[syslog-ng] [announce] patterndb project

Wed Jul 7 13:37:00 CEST 2010

On Mon, 2010-07-05 at 12:05 -0500, Martin Holste wrote:
> > A naive schema based SQL destination would simply create as many tables
> > as there are schemas. A better optimized one would use the NV -> field
> > mapping that you propose, and a NoSQL implementation would just scale to
> > any number of NV pairs without having to rename the fields.
> >
> > This mapping support would also be useful if we want to generate CEF/CEE
> > formatted events.
> >
> 
> Hm, so maybe we need to decouple the actual DB stuff from the XML
> schema and declare it out-of-scope, since its' really up to the
> implementer to figure that out, and the specific implementation will
> likely change for each setup.  I think what's essential is providing
> the list of name-value pairs and whether they are integer or string.
> Maybe there could be a "contrib" section on your site with contributed
> scripts for stamping out the various configurations (e.g. multi-table
> SQL, no-SQL, etc.).

I'd like to create a generic SQL destination, which would magically work
without having to explicitly configure the table schema (e.g. no need to
generate the configuration)

If type information is present then the field names for your condensed
table could be generated on the fly. I think I'd leave this question
opened for a while, until we get that generic SQL destination.

> 
> > The problem is that I'd like to support the multiple tables idea as
> > well, e.g. store each schema in a separate table. In this case you need
> > a unique id in order to join the tables. Also, if this would be combined
> > with the MSGID field of RFC5424, this could be used to fetch the
> > original raw message easily.
> >
> 
> It looks to me like MSGID is better suited for a tag then being part
> of the ID itself.  From the RFC: "It is intended for filtering
> messages on a relay or collector."  A unique ID across multiple tables
> is not a problem as long as there is one master table where you would
> put the syslog header fields with an auto-increment column to generate
> the ID.  If you absolutely wanted Syslog-NG to generate the ID, I
> suppose you could append a CRC of the $MSG to the epoch timestamp,
> though that isn't foolproof.

Right, I was under the wrong impression what MSGID is. Not that I
understand or agree with the way it was defined though.

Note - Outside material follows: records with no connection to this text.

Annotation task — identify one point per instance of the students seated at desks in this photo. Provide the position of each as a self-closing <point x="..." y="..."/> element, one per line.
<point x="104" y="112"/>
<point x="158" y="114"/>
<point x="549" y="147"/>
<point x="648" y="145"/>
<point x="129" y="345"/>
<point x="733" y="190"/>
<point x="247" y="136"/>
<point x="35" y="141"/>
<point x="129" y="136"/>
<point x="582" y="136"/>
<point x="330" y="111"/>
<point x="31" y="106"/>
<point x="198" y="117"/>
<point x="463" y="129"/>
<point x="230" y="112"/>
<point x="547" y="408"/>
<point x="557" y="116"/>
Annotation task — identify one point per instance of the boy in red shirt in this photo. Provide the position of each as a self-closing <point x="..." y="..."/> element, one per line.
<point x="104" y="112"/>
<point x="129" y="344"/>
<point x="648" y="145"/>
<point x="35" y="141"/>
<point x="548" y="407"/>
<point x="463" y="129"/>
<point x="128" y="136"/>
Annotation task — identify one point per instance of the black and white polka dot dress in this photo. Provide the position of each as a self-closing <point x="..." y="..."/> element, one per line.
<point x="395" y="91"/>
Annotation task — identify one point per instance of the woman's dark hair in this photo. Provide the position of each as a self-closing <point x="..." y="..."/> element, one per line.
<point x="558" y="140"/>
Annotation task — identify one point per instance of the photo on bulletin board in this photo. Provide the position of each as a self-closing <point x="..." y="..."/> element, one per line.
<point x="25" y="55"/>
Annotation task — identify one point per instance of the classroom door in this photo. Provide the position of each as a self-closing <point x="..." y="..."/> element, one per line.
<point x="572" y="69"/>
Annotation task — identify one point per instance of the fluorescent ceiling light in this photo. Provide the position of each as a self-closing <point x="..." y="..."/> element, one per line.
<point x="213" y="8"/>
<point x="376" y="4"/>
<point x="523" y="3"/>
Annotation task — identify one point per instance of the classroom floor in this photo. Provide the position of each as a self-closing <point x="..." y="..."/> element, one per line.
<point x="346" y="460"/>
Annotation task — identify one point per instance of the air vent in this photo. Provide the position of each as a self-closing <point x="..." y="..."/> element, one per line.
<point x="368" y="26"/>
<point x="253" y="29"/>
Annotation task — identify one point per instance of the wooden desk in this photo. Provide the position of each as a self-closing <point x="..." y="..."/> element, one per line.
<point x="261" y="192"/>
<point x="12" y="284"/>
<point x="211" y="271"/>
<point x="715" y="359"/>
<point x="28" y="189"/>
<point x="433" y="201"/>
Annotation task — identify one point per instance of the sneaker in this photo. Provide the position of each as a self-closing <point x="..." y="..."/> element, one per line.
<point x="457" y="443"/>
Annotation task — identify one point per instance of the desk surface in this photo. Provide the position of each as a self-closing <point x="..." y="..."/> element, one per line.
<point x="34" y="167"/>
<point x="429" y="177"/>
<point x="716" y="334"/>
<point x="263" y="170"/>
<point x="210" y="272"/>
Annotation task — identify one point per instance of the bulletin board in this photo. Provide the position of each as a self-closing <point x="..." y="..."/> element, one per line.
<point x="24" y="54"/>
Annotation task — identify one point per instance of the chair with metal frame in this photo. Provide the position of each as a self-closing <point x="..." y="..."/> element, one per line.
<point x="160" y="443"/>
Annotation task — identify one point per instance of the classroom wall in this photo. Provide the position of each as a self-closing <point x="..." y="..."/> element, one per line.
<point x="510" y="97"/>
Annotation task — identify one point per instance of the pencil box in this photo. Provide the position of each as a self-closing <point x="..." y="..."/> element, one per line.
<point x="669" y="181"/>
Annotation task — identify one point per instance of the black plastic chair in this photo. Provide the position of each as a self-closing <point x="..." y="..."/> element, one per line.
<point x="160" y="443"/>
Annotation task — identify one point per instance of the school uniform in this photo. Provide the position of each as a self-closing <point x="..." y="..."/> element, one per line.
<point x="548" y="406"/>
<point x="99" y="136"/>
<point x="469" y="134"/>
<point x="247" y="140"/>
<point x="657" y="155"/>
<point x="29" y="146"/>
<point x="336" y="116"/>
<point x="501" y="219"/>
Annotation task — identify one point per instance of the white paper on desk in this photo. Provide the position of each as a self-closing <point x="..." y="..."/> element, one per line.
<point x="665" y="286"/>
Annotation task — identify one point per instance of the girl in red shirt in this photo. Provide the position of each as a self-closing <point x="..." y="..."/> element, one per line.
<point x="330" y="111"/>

Anyway, I wouldn't want to store the syslog message in the database only
to get an ID, and the use of this ID would be optional.

> 
> > hmm... hmm, maybe "details" should be above all schemas, e.g instead of
> > calling it "secevt.details", it should be called "details", it is a
> > single pattern the extracts all the fields after all, so the pattern
> > author can decide which information wouldn't fit into any of the schemas
> > and put that in details.
> >
> 
> Yep, I think details would be a good spot for all miscellany, as well
> as other meta-data that is inherent to a specific log class that
> doesn't fit in a predefined field.

Agreed.

> 
> > Well, I believe that in SQL, the best we could probably come up with is
> > a "list of tags field" and use free-text indexing.
> 
> Yes, for instance, the Sphinx full-text search engine has a
> Multi-Value Attribute (MVA) config attribute which is specifically
> designed for efficiently storing a list of n-number of tag ID's for a
> given record.

That's what I thought.

I'm going to update the document with these decisions. Thanks for your
feedback, I really appreciate it.

-- 
Bazsi